Detassazione piena solo se non prosegue l’attività d’impresa
Il criterio spartiacque si dovrebbe applicare anche nel caso di affitto d’azienda
L’articolo 88, comma 4-ter, Tuir prevede una detassazione piena delle sopravvenienze generate dal concordato liquidatorio e una detassazione limitata di quelle prodotte dal «concordato di risanamento», ma introduce, allo scopo di distinguere l’ampiezza della detassazione, una figura, quella del concordato di risanamento, che non è disciplinata dalla legge fallimentare, la quale contempla invece la figura del concordato «in continuità» (articolo 186-bis), che può essere diretta o indiretta a seconda che l’attività venga proseguita direttamente dall’impresa debitrice ovvero da un soggetto diverso che abbia acquisito l’azienda da quest’ultima.
Con la risposta del 20 settembre scorso il Mef ha precisato che, ai fini fiscali, ciò che rileva è se l’attività continua e se conseguentemente l’impresa può ancora produrre redditi tassabili: se continua, il che accade nel concordato in continuità diretta, le sopravvenienze attive sono detassate limitatamente al loro ammontare che eccede le perdite fiscali di periodo e pregresse, mentre se non prosegue, il che accade nel concordato liquidatorio, le sopravvenienze sono integralmente detassate.
Infatti la ratio dell’articolo 88, comma 4-ter, Tuir è duplice: evitare che l’effetto positivo conseguente alla riduzione dei debiti sia parzialmente vanificato dall’emersione di un debito fiscale, ma anche impedire che, ove prosegua la propria attività, l’impresa concordataria, oltre a fruire delbeneficio della detassazione delle sopravvenienze, possa godere al tempo stesso anche di quello di utilizzare le sue perdite fiscali per compensare redditi futuri.
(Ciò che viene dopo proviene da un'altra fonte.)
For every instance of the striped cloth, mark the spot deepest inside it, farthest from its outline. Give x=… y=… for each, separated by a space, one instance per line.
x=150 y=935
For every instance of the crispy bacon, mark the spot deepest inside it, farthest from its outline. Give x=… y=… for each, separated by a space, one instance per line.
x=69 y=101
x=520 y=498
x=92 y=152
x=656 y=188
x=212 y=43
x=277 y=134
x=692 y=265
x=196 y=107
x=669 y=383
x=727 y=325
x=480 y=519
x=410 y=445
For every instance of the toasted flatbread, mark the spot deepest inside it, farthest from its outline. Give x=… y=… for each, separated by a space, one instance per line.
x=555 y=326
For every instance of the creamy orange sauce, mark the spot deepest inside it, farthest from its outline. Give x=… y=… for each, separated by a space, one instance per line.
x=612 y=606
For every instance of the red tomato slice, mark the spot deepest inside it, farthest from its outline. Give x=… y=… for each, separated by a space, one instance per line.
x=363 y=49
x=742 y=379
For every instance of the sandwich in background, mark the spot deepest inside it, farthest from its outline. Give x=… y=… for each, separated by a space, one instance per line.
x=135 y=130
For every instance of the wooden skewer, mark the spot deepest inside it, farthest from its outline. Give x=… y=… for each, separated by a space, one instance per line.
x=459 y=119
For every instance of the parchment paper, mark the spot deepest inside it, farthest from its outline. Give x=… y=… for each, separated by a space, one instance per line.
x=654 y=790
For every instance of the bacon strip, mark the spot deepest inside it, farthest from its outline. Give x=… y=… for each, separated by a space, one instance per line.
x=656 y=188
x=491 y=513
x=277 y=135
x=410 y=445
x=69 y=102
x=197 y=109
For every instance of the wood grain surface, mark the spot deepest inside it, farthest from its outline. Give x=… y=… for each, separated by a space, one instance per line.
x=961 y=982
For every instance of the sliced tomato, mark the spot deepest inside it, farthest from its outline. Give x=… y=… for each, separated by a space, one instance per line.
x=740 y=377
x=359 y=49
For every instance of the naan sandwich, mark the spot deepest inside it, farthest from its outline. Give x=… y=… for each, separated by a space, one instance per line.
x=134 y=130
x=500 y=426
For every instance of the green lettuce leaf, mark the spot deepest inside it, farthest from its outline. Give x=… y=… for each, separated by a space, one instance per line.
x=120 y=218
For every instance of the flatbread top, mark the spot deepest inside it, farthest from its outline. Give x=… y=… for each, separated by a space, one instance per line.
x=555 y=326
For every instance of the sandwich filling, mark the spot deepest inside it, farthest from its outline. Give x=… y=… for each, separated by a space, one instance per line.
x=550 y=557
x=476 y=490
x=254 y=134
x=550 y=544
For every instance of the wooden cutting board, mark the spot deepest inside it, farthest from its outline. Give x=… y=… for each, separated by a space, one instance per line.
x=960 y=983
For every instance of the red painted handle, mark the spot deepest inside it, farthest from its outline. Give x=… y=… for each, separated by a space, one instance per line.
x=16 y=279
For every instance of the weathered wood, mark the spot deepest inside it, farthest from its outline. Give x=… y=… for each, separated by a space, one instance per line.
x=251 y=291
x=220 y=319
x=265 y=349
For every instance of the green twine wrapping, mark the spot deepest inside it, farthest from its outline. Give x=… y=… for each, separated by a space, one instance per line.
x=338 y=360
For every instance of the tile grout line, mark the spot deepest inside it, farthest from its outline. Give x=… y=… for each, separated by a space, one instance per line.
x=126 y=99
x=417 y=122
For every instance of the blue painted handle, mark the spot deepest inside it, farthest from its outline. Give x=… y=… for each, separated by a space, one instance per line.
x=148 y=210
Il regime delle sopravvenienze e l’uso delle perdite pregresse sono quindi strettamente legati.
Alla luce di tale ratio, qualora l’impresa continui direttamente l’attività, occorre limitare la detassazione in presenza di perdite fiscali, di per sé atte a neutralizzare le sopravvenienze, ma non ve n’è alcun bisogno nel caso contrario; in questa circostanza, infatti, anche se conserva le proprie perdite, l’impresa è destinata a non farne uso, perché, non proseguendo l’attività, non ha la possibilità di produrre negli anni successivi redditi suscettibili di essere compensati con tali perdite.
Il Mef non fa cenno, nella sua risposta, all’ipotesi in cui la debitrice affitti la propria azienda a terzi, ma è da ritenersi che anche in tale situazione siano applicabili le predette regole, nonostante tale caso sia generalmente da ricondurre alla forma di concordato in continuità indiretta, con riguardo alla quale le sopravvenienze sono tendenzialmente da detassare integralmente senza riduzione delle perdite fiscali pregresse: anche relativamente a questa fattispecie rileva se vi è, o meno, prosecuzione dell’attività da parte del soggetto che beneficia del concordato e se questi ha quindi la possibilità di produrre redditi futuri.
La risposta del Mef non tocca i criteri di utilizzo delle perdite fiscali pregresse in compensazione con il reddito generato dalle sopravvenienze non detassate; tuttavia la ratio dell’articolo 88 richiamata dal Mef conforta la tesi secondo cui tali perdite devono essere a tal fine impiegate senza la limitazione dell’80% ordinariamente prevista dall’articolo 84 Tuir.